With a microbrew and specials on all Oliva's we are certain for a good time.

Friday evening June 1st.


----------



## Bulz (Apr 14, 2007)

How does one fix the date on the event calendar?


----------



## cigar_joel (May 16, 2006)

Sam, really, come to KC bro. I need some Ligero...not your wife...the leaf...lol.

Joel


----------



## xxwaldoxx-cl (Mar 3, 2007)

I'd love to go, but it is not possible. The fiance would be mega missed if she found out I was at a cigar event the day after we made settlement on a house.

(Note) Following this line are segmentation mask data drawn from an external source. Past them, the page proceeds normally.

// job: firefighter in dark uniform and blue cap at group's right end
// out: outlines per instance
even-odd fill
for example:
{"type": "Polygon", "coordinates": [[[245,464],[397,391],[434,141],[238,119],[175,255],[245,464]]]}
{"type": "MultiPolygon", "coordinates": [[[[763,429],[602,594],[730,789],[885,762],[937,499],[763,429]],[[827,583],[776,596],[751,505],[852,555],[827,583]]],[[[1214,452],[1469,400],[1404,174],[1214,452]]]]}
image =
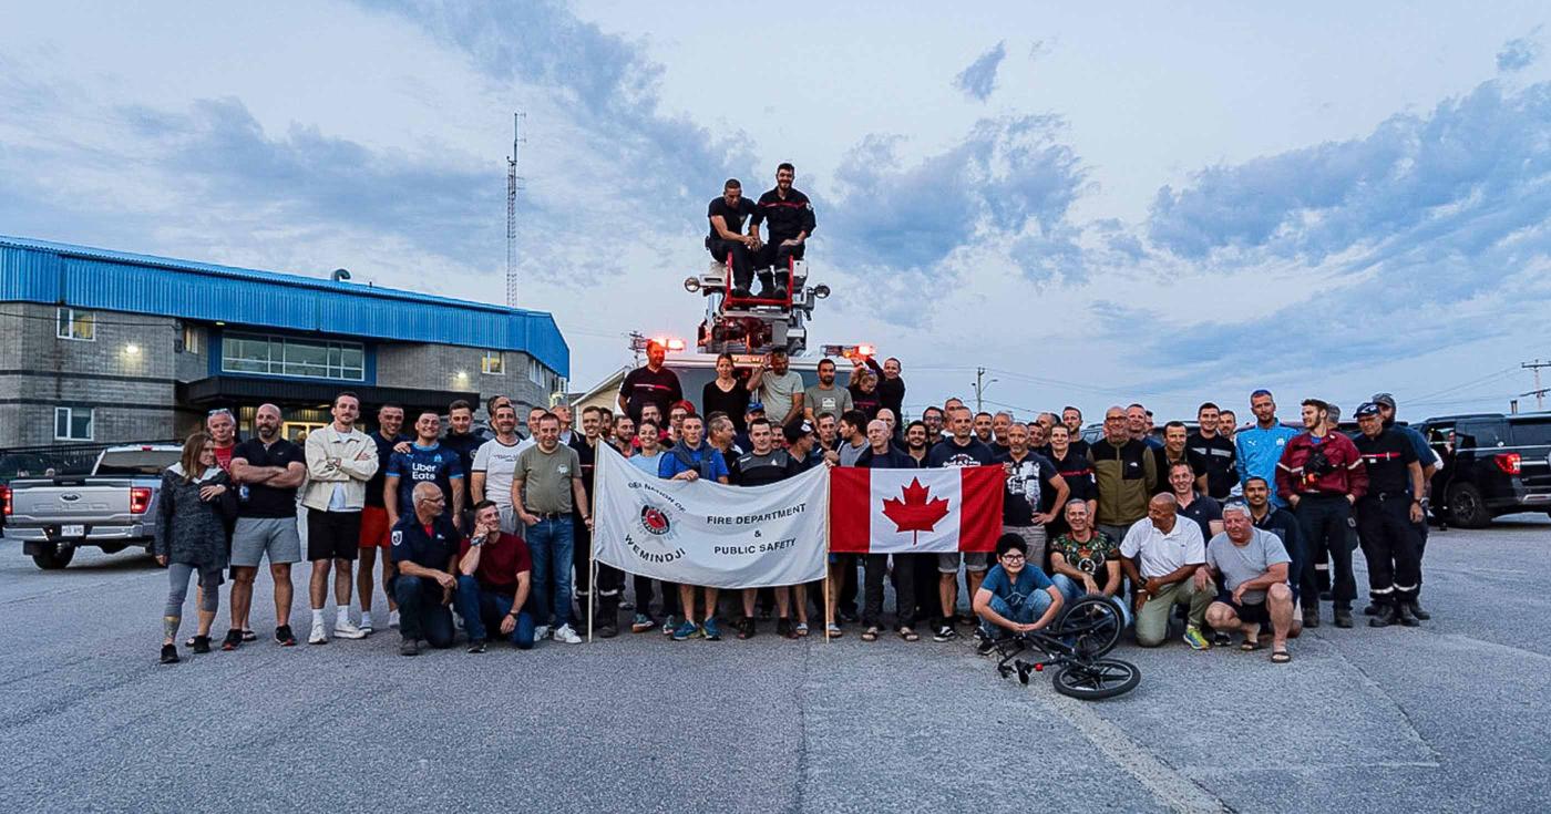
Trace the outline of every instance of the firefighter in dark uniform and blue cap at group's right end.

Definitely next time though.


----------



## SingleMaltScott-cl (Mar 19, 2007)

You know I'll be there!!!


----------



## Bulz (Apr 14, 2007)

SingleMaltScott said:


> You know I'll be there!!!


That's what I'm talking about!


----------



## supergirl (Apr 17, 2007)

Aww...that's about an hour further than I'm allowed to go.  Darn.


----------



## BigBuddha76 (Mar 15, 2005)

say hello to Kong for me...

and while you're in Quakertown go visit the pyramids...

(take 313 east and at the wagon wheel bar (all you can eat wings tues wed thurs) bear left. make the 1st left at clymer rd and follow it to the T. the pyramids are on the right)


----------